CRY FOR ME
電話をかけると君は無言だった。
僕もそれに合わせて無言になった。
夜も遅いからもう寝ようかなと少しふてくされた僕は天窓を見上げた。
すりガラスからは何も見えなかった。
君は電話を切らないのかと僕に聞いた。
少しだけ君と話がしたかったからと僕が言った。
案の定君は、話って何。と
聞くそぶりすら見せずに相変わらず黙った。
課題してるんでしょ」
そう。」
だから黙っとこうと思って。
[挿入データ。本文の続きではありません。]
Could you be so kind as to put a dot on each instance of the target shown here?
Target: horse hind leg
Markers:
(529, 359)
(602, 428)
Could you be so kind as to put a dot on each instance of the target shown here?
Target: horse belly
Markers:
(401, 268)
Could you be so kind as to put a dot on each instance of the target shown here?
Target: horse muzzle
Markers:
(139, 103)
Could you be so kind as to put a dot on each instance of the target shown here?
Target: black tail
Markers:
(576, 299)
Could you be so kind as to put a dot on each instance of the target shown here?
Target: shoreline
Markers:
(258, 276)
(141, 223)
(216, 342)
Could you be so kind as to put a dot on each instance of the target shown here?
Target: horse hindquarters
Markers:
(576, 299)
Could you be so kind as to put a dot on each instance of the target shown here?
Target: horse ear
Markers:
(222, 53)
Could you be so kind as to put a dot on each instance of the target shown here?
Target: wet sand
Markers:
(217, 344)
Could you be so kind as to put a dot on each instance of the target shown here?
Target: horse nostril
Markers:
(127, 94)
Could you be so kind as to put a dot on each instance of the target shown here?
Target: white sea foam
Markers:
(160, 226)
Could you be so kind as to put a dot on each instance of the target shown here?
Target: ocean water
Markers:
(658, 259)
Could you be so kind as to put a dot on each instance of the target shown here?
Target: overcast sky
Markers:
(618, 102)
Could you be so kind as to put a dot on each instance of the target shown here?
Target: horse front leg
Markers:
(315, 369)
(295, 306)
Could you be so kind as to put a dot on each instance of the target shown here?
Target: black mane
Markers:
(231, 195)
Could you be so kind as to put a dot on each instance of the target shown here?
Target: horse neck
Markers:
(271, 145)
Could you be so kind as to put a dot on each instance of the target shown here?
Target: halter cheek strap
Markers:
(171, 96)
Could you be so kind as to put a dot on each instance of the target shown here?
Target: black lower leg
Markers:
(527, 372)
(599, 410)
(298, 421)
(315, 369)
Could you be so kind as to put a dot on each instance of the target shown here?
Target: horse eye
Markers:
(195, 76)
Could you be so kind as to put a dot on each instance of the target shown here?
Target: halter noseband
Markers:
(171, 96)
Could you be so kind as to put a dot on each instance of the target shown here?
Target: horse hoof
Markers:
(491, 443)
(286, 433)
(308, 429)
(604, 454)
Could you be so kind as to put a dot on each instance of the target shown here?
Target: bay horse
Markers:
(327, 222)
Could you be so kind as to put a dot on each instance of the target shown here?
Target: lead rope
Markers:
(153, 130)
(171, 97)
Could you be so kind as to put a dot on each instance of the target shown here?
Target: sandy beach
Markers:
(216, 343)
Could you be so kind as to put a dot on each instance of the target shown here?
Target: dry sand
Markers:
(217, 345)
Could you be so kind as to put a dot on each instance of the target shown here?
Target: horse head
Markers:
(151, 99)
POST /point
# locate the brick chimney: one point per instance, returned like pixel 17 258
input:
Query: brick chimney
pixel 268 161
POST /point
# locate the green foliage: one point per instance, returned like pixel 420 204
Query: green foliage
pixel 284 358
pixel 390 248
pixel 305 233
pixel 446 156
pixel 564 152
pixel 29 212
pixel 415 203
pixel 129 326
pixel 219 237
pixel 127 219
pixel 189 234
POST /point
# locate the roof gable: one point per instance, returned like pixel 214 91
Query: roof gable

」
他にもっと電話する相手いるんじゃないの?」
でもそしたら君も他の誰かと電話しちゃうでしょ。」
彼女はまた無言になった。
相談があるんだけど、、」
彼女から話しかけてくることはまずないから少し焦った。
なに?」
モンスター飲んだの。」
うん。」
そしたら震えが止まらないんだよ。」
僕は慌てたふりをして少し笑った。
大丈夫だよ。君お酒も弱いでしょ。そういう刺激に弱い人なんだよ。」
そうなんだ。お母さんに電話しようと思ったんだよね。」
不安がる君は僕一人にはもったいないぐらいに可愛かった。
ところで僕は彼女のことを好きなわけでも愛してるわけでもない。なんなら名前すら知らない。好きでもない人と、好きな人とするようなことをすると案外単純にその人のことを好きだと勘違いしてしまうのかもしれない。そもそも好きはただの勘違いなのかもしれない。
ならばこの世のほとんどは全て勘違いなのかもしれない。勘違いの中で答えを探している、見つかるはずないのに。そのおかしさや滑稽さに少し見とれていた午後である。